Principle 2: Scalability (S)
The CSR literature is liberally sprinkled with charming case studies of truly responsible and sustainable projects. The problem is that so few of them ever go to scale. It is almost as if, once the sound-bites and PR-plaudits have been achieved, no further action is required. They become shining pilot projects and best practice examples, tarnished only by the fact that they are endlessly repeated on the CSR conference circuits of the world, without any vision for how they might transform the core business of their progenitors.

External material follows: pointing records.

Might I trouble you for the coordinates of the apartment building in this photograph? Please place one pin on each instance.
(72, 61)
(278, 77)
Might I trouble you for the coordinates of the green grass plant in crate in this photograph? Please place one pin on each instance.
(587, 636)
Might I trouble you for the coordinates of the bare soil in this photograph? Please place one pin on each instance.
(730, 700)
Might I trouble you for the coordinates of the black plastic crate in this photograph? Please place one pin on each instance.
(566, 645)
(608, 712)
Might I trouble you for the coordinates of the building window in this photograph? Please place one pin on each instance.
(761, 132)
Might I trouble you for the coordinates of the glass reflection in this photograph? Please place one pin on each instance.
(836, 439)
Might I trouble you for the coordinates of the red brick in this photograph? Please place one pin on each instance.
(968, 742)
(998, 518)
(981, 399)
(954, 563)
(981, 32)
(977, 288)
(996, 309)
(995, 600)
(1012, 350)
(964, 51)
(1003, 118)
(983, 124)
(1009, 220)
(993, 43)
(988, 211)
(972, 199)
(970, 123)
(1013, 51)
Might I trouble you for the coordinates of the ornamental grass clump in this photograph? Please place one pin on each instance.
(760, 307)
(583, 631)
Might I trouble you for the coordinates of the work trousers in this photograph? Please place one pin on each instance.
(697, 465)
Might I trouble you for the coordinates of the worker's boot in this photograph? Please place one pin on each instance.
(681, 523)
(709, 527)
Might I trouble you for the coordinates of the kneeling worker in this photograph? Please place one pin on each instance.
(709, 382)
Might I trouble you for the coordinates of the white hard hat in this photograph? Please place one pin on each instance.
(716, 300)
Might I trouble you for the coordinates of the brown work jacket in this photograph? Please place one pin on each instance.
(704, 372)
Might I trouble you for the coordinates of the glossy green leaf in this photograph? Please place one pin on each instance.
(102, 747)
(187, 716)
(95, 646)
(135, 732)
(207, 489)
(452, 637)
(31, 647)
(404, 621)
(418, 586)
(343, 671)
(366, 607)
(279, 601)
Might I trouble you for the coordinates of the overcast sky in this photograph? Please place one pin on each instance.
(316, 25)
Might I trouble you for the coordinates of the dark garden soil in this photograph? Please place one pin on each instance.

The sustainability problems we face, be they climate change or poverty, are at such a massive scale, and are so urgent, that any CSR solutions that cannot match that scale and urgency are red herrings at best and evil diversions at worst. How long have we been tinkering away with ethical consumerism (organic, fairtrade and the like), with hardly any impact on the world’s major corporations or supply chains? And yet, when Wal-Mart’s former CEO, Lee Scott, had his post-Katrina Damascus experience and decided that all cotton will be organic and all fish MSC-certified, then we are started seeing CSR 2.0-type scalability.
There have always been charitable loans for the world’s poor and destitute. But when Muhammad Yunus, in the aftermath of a devastating famine in Bangladesh, set up the Grameen Bank and it went from one $74 loan in 1974 to a $2.5 billion enterprise, spawning more than 3,000 similar microcredit institutions in 50 countries reaching over 133 million clients, that is a lesson in scalability. Or contrast Toyota’s laudable but premium-priced hybrid Prius for the rich and eco-conscious with Tata’s $2,500 Nano, a cheap and eco-friendly car for the masses. The one is an incremental solution with long term potential; the other is scalable solution with immediate impact.